The Ames Straw Poll: Mitt Romney, His Wallet, and Some Other Guys
David Weigel | August 10, 2007, 8:29pm
I'm in an airport waiting for my (much, much delayed) flight to Iowa checking the latest on the Ames Straw Poll.
While I'd been told by the Ron Paul campaign that there wouldn't be a big ticket buy, the
Paul team sprung for
800 tickets (you need one in order to vote) that are quickly being snapped up by supporters. The cost: $28,000. That's enough to guarantee another romp over McCain, obviously, but Paul will need more than a thousand voters to buy their own tickets in order to compete with the make-or-break efforts of Sam Brownback, Mike Huckabee and Tom Tancredo and last-scene-of-Peter-Weir's-
Gallipoli charge of Tommy Thompson.
Paul supporters aren't exactly broadcasting confidence.
Voterfraud.org is suing to get the votes counted on something other than (or in addition to) Diebold machines.
Some sum-ups from people already in (or taking less languid methods of transportation to) Iowa:
Marc Ambinder.There are other interesting subplots, in no particular order.1. Tom Tancredo -- where he finishes, what he says.
3. The war of attrition between Sen. Sam Brownback and Ex-Gov. Mike Huckabee. Kansan and Arkansan. Catholic and Protestant. Comprehensive immigrationalist and comprehensive immigrationalist. In many ways, they're really quite similar. Based on anecdotes alone, the betting money is that Brownback has a better campaign organization and can expect, thanks to reliable stalwarts like pro-life activist Chuck Hurley, a solid turnout. But Huckabee has been working heavily Christian towns hard, and several Brownback rivals are spreading some tough (and arguably misleading) opposition research about him.

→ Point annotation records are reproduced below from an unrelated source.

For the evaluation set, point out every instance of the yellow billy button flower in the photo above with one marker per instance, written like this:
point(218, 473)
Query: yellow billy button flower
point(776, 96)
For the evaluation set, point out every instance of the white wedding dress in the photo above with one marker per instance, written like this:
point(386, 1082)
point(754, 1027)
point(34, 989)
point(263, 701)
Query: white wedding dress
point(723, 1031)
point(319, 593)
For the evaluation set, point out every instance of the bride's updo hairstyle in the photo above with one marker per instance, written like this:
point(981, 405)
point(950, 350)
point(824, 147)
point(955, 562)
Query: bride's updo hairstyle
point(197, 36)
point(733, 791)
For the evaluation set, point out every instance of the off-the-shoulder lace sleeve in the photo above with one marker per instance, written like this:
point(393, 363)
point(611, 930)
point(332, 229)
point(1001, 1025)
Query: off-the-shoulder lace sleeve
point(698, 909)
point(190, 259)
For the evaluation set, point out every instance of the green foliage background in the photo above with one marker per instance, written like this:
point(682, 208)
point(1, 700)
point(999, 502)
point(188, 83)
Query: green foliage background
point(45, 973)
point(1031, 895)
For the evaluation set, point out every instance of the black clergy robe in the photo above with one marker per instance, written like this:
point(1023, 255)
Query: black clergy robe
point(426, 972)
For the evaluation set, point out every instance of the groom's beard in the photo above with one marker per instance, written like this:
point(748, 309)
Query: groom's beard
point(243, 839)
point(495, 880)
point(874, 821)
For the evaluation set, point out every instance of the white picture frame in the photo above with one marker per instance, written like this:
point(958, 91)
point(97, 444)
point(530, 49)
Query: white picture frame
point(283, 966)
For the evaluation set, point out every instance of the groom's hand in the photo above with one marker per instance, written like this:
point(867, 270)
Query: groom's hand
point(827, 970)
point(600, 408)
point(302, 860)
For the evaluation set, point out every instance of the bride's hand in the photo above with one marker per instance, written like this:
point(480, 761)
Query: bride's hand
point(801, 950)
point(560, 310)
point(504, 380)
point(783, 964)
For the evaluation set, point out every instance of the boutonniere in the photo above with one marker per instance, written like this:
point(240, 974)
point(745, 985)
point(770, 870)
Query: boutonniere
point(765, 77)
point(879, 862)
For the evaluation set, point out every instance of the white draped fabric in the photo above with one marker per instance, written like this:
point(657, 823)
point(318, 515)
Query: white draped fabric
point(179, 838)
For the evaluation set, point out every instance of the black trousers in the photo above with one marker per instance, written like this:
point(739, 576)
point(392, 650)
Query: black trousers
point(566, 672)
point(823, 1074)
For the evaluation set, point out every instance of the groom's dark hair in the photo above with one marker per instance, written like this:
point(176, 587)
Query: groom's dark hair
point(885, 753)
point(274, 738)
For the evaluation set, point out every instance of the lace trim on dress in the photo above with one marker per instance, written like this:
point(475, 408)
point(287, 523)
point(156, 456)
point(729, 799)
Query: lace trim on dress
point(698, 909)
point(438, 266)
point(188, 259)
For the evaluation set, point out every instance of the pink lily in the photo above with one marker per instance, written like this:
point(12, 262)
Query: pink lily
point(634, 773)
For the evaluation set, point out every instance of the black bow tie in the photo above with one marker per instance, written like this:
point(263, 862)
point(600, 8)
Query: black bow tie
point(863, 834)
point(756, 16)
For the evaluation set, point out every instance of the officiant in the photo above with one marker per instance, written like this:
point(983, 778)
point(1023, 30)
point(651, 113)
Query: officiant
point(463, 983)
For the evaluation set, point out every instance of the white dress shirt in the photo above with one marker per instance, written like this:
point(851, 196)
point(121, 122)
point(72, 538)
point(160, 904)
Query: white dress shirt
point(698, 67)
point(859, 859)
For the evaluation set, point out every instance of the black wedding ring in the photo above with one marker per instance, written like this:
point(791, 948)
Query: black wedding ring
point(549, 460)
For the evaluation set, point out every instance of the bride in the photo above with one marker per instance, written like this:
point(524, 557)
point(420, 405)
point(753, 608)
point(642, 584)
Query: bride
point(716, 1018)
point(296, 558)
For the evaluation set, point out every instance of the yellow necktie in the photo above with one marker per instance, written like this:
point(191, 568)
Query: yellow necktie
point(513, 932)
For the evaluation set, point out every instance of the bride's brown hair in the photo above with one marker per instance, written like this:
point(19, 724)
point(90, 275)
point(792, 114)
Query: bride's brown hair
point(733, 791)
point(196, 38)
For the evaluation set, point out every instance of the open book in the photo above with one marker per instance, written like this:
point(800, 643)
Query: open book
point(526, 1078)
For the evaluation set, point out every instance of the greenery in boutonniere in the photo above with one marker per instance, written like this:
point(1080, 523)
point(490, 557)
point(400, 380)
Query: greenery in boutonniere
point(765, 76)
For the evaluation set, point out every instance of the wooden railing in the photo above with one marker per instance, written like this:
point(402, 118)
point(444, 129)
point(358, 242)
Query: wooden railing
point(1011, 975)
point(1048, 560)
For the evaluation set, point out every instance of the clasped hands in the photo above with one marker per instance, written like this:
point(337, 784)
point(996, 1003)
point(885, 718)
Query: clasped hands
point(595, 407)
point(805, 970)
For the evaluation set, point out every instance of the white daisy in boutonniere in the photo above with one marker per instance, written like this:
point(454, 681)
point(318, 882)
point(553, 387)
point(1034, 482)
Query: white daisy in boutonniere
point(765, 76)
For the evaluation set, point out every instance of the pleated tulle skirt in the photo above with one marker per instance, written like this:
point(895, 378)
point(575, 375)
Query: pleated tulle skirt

9. Whether Mitt Romney pulls campaign manager Beth Myers aside and asks whether they _really_ had to spend _all_ this money? (To which Myers will reply: "Yes, Governor.") Ron Kaufman will then join the conversation and start by saying, "Look it, Governor..."

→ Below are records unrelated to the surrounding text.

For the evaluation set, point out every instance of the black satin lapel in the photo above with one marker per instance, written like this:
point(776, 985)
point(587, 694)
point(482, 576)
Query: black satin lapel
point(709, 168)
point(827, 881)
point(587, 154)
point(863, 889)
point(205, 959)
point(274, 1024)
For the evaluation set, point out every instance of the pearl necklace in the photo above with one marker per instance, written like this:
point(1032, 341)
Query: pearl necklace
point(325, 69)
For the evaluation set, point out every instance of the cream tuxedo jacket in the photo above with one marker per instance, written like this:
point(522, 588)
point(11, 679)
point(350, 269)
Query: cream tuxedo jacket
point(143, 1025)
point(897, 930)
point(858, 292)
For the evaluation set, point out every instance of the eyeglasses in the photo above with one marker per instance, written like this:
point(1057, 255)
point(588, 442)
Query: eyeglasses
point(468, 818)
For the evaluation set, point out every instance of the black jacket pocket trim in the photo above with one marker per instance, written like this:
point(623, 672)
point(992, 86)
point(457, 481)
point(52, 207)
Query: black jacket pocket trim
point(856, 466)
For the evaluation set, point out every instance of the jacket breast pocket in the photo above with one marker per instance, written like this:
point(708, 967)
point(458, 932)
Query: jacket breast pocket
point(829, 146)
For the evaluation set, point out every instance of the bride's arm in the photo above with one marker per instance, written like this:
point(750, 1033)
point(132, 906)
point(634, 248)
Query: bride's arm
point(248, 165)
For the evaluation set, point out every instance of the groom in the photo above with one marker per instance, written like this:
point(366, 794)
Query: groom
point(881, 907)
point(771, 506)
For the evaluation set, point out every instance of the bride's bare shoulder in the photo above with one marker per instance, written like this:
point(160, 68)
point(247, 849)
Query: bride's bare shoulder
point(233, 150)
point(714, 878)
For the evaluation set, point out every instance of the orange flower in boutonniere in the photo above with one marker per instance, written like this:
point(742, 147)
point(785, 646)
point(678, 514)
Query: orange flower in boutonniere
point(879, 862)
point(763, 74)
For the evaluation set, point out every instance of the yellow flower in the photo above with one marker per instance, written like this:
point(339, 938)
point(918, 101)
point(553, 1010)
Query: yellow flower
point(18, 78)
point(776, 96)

Ryan Sager.Rep. Ron Paul: Mr. Paul's online supporters have made Web-based polls of the Republican primary essentially meaningless, swarming sites like the Pajamas Media straw poll and giving their man a 2-to-1 margin of victory over his closest competitor. No scientific poll, however, has shown Mr. Paul registering better than 1% or 2%, and it's unlikely they can adapt their cyber-tactics to the real world. Paulites are already calling voter fraud, but any low showing is likely to be legitimate.
Sager predicts a seventh-place Paul showing, behind Tancredo and ahead of McCain.
And
here's an ad running in the Ames Tribune tomorrow.
iih | August 11, 2007, 11:23am | #
Regarding Tancredo's "defending the border" thing--
First I even find it strange that anyone would waste time writing about Tancredo, but may be some of his supporters have decided to stop by and do a little bit of advertising among reason's readers.
Secondly, there are two two ways to defend the border and America -- the smart way, and the stupid way.
Lets start with the stupid way -- the Tancredo Way. US bombs their holy cites. Muslims (practically all of them -- 1.2 billion of them) will instantaneously harbor nothing but hatred (justifiable?) for the US. The Europeans, aside from pressuring the US not to do something as dumb as this, may actually stand up against the US because they do have a lot at stake here. Here in the US, where there is anywhere between 3 and 6 million Muslims, what about them? The seculars, the atheists, the separation-of-church-and-stateists (practically all Americans except Evangelicals), what about them? Coming from Tancredo, these people here in the US will be very restless about such a monstrously stupid act. Another conseuence is that the US will need to arm itself and (whatever remains of) its allies to the teeth. The US will have to create a iron curtain, and all of a sudden this Tancredo nut sounds like another Stalin. And, there, this is where Tancredo wants the US to end up -- an authoritarian regime so fearful of the people without as well as those within its borders.
The smart way -- if you really really have to (or love to?) bomb someone, just bomb the specific group of people who harm the US. Lumping all Muslims into just one monolithic group is very very stupid and quite ignorant. I sometime wonder, has Tancredo ever left the US?
Finally, after warlords like Tancredo are done with the Muslims (yeah right!), he his his like will find another new enemy -- the Hindus?, to make an enemy and wage a war against, and then another group, and then another, until we are all dead!
Good luck with that. But count me out.